Rash or foolish?  Absolutely not!  You point out a big reason why owning a second home doesn't always turn out profitably:  It's hard work to rent out the home and maintain it.  For many folks, managing a second or third property turns into a second job — you certainly won't see me doing that anytime soon.  The only reason to keep the home is to hopefully see it grow in value for you down the road, but the interest you're paying on your current debt likely outpaces the growth in equity on the home.

If you pay off your debts, even if it's just the car and credit card debt, you'll save around 14 to 20 percent (or more) in interest payments.  Plus, you'll be able to aside a hefty emergency fund, and you'll have money to put towards retirement savings as well.  You'll go from financially unstable to hopefully a continued path of building a steady net worth.  

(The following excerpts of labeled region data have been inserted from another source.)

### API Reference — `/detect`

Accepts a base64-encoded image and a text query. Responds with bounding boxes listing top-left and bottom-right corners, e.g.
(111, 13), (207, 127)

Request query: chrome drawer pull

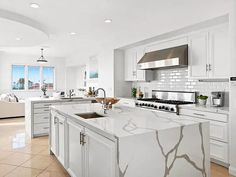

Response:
(193, 113), (206, 117)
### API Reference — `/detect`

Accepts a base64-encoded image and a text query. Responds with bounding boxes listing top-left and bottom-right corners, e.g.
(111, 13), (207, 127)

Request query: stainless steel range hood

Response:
(138, 45), (188, 70)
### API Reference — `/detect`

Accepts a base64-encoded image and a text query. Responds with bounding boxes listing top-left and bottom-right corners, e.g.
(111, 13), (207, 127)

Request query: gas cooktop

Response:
(135, 90), (196, 114)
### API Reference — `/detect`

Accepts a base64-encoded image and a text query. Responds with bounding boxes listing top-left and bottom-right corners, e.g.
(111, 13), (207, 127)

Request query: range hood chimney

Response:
(138, 45), (188, 70)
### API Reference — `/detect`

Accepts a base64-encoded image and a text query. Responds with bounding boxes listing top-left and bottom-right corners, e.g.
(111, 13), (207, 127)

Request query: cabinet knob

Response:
(80, 132), (86, 146)
(209, 64), (211, 71)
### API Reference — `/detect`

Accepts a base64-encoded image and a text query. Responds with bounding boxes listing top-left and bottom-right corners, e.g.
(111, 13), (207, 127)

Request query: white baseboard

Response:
(229, 166), (236, 176)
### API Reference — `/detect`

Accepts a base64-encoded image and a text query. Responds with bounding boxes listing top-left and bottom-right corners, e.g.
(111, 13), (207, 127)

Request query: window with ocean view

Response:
(43, 67), (54, 90)
(12, 65), (25, 90)
(28, 66), (40, 90)
(11, 65), (55, 90)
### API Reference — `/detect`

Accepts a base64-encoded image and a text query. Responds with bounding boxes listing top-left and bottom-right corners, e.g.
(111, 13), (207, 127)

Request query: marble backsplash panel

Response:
(133, 68), (229, 106)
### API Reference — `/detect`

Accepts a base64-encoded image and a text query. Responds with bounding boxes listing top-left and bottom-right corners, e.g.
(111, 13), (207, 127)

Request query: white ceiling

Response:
(0, 0), (233, 59)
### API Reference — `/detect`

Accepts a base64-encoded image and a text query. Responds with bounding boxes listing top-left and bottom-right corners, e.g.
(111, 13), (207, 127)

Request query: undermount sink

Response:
(75, 112), (104, 119)
(61, 97), (83, 100)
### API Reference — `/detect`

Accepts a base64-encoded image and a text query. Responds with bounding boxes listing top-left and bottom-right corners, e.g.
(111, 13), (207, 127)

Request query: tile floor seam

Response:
(0, 165), (18, 177)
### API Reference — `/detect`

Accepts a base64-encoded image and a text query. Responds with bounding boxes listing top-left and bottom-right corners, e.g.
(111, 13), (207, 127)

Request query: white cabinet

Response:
(180, 109), (229, 165)
(189, 32), (208, 78)
(50, 111), (58, 156)
(67, 120), (84, 177)
(117, 98), (135, 108)
(209, 25), (230, 78)
(210, 140), (229, 164)
(189, 24), (230, 79)
(57, 115), (66, 165)
(25, 98), (91, 138)
(85, 129), (116, 177)
(50, 111), (116, 177)
(124, 47), (152, 81)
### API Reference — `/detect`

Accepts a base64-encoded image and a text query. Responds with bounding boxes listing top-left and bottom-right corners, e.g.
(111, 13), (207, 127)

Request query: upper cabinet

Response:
(209, 24), (230, 78)
(189, 24), (230, 79)
(188, 32), (208, 78)
(125, 46), (152, 81)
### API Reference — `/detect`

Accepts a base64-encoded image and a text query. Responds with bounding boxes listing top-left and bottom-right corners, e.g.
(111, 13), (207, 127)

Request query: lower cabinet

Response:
(210, 140), (229, 164)
(57, 115), (66, 165)
(85, 129), (116, 177)
(50, 111), (58, 156)
(180, 109), (229, 166)
(50, 111), (116, 177)
(67, 120), (84, 177)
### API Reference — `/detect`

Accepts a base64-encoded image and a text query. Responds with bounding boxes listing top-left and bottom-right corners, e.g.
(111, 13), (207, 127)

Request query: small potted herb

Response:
(197, 95), (208, 106)
(41, 85), (47, 98)
(131, 87), (137, 98)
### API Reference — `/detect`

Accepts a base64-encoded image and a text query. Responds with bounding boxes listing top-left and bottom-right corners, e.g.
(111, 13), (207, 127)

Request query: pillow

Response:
(0, 94), (9, 102)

Be wary of paying off your own mortgage with this money.  You don't want to get rid of so many eggs in one basket only to move all the eggs into another.  Home-owning is a risk, particularly when you realize that it's like owning one big stock tied to a market that we have little control over.  Treat it as such, and share some of that risk with your lender, as well as keeping the tax deduction.  

Taking the 'egg' even further, consider that you have a bird-in-the-hand rather than two in the bush.  By getting rid of your debt, as well as socking away some savings to act both as protection (emergency fund) and future earnings (retirement), you've killed two birds with ... well, I think you get the feathered picture.